Tag Archives: Las Vegas

Leprechaun 5: In The Hood

I’m about to possibly sound racist from the very beginning of this blog post, but I found Leprechaun 5: In the Hood to be hilarious. I know its marketed as a horror comedy, but they should have more clearly defined it as a black horror comedy for black people. Or maybe more to the point that its a comedy that sensationalizes the thug life of black people in the 90’s. I really don’t know how to classify this movie myself. Let’s just get on with it…

This is a movie all about how three rappers got their lives turned upside down. They got in a fight with a leprechaun and their blind moms wasn’t spared. There’s a flute and some crazy ass-lines without care. There, rap schpeel over.  This movie attacks the African American street community from all angles. It is absolutely absurd. It doesn’t care what stereotypes it digs up. It makes stereotypes out of thin air. Who knew every damn black person who

Three posers.

picks up a flute can play a little diddy? I didn’t! And know I do! And the more you know the more you grow and that’s half the battle!

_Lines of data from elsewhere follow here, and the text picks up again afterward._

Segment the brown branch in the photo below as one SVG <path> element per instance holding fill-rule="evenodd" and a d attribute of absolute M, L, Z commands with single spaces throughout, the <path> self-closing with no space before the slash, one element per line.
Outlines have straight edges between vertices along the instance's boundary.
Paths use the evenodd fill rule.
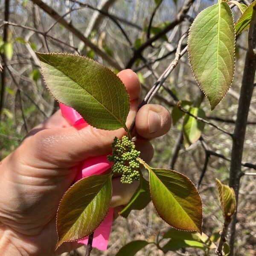
<path fill-rule="evenodd" d="M 230 170 L 229 186 L 235 190 L 236 202 L 238 195 L 241 172 L 241 163 L 248 113 L 254 88 L 254 80 L 256 72 L 256 11 L 253 6 L 252 18 L 248 35 L 248 49 L 244 62 L 244 74 L 240 90 L 240 98 L 237 110 L 236 121 L 233 136 L 231 160 Z M 237 206 L 238 204 L 237 204 Z M 237 206 L 236 207 L 237 207 Z M 232 216 L 229 228 L 229 245 L 230 256 L 233 256 L 236 238 L 236 224 L 237 209 Z"/>
<path fill-rule="evenodd" d="M 9 20 L 9 0 L 5 0 L 4 6 L 4 19 L 6 20 Z M 3 27 L 3 41 L 4 44 L 7 42 L 8 37 L 8 26 L 6 24 Z M 3 62 L 5 63 L 6 61 L 5 53 L 4 52 L 1 55 Z M 0 115 L 2 112 L 2 109 L 3 107 L 3 102 L 4 101 L 5 94 L 5 87 L 6 83 L 7 82 L 6 70 L 5 67 L 3 68 L 2 73 L 1 73 L 1 89 L 0 90 Z"/>
<path fill-rule="evenodd" d="M 176 19 L 170 24 L 163 29 L 159 33 L 155 35 L 142 44 L 137 49 L 135 50 L 134 55 L 128 63 L 126 64 L 126 68 L 131 68 L 136 60 L 142 55 L 143 52 L 148 47 L 151 45 L 151 44 L 159 39 L 163 35 L 174 29 L 177 25 L 181 23 L 186 17 L 186 14 L 188 11 L 190 6 L 195 0 L 186 0 L 185 3 L 179 12 Z"/>
<path fill-rule="evenodd" d="M 107 61 L 109 64 L 118 70 L 122 69 L 121 67 L 115 61 L 111 58 L 107 54 L 105 53 L 90 40 L 87 39 L 79 30 L 77 30 L 71 23 L 68 23 L 64 18 L 57 13 L 50 6 L 44 3 L 41 0 L 32 0 L 32 2 L 38 5 L 41 9 L 44 11 L 52 18 L 58 20 L 58 23 L 62 25 L 68 30 L 71 32 L 74 35 L 82 41 L 86 45 L 88 46 L 96 53 L 100 55 L 102 59 Z"/>
<path fill-rule="evenodd" d="M 226 131 L 225 130 L 224 130 L 224 129 L 222 129 L 222 128 L 219 127 L 218 125 L 216 125 L 215 124 L 210 122 L 209 122 L 209 121 L 207 121 L 207 120 L 206 120 L 204 118 L 202 118 L 201 117 L 200 117 L 199 116 L 195 116 L 193 114 L 192 114 L 189 111 L 187 111 L 185 109 L 184 109 L 183 108 L 181 107 L 181 105 L 180 104 L 179 105 L 178 104 L 178 105 L 177 105 L 177 106 L 178 108 L 179 108 L 179 109 L 180 109 L 180 110 L 182 111 L 183 112 L 186 113 L 186 114 L 188 114 L 189 116 L 192 116 L 192 117 L 194 117 L 194 118 L 195 118 L 196 120 L 198 120 L 198 121 L 202 122 L 203 122 L 209 125 L 211 125 L 211 126 L 212 126 L 212 127 L 214 127 L 215 128 L 216 128 L 217 130 L 218 130 L 219 131 L 222 131 L 222 132 L 223 132 L 224 133 L 225 133 L 226 134 L 227 134 L 228 135 L 229 135 L 230 136 L 231 136 L 231 137 L 233 136 L 232 134 L 231 134 L 229 132 L 227 131 Z"/>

So this movie starts out with three true O.G.’s (original gangsters for the layperson) named Postmaster P. (Anthony Montgomery), Stray Bullet (Rashaan Nall), and Butch (Red Grant). Butch lays down all kinds of beats and is accused of being stupid and a virgin. Apparently, if you don’t have sex and you’re a young African American whippersnapper, everyone in your community will know about it. And that’s a damn fact. These guys destroyed their sound equipment because Butch and his ingenious thoughts told him to create a chemical factory on his turntables. Nice one there Mutumbo. In desperate need of cash to fulfill their dreams of rap stardom that will begin in Las Vegas, these three go out to case a joint.

That bat... came from his fro...

And who do they decide to knock over? Ice T, A.K.A., Mack Daddy O’Nassas. In an earlier scrape with the Leprechaun (Warwick Davis), O’Nassas found himself toe-to-toe with someone who could never truly play basketball. An Earl Boykins, if you will. With dope rhymes and insane powers to force your hands to drop any weapon, it seemed as if Ice T was doomed. And then, after going through a gun, knife, and mini baseball bat all stored in his afro, Ice T caught his break. A necklace that encases the Leprechaun in stone is launched onto his neck. Leaving him free to make his jive-ass famous, Ice T makes himself a rap mogul with his own recording label.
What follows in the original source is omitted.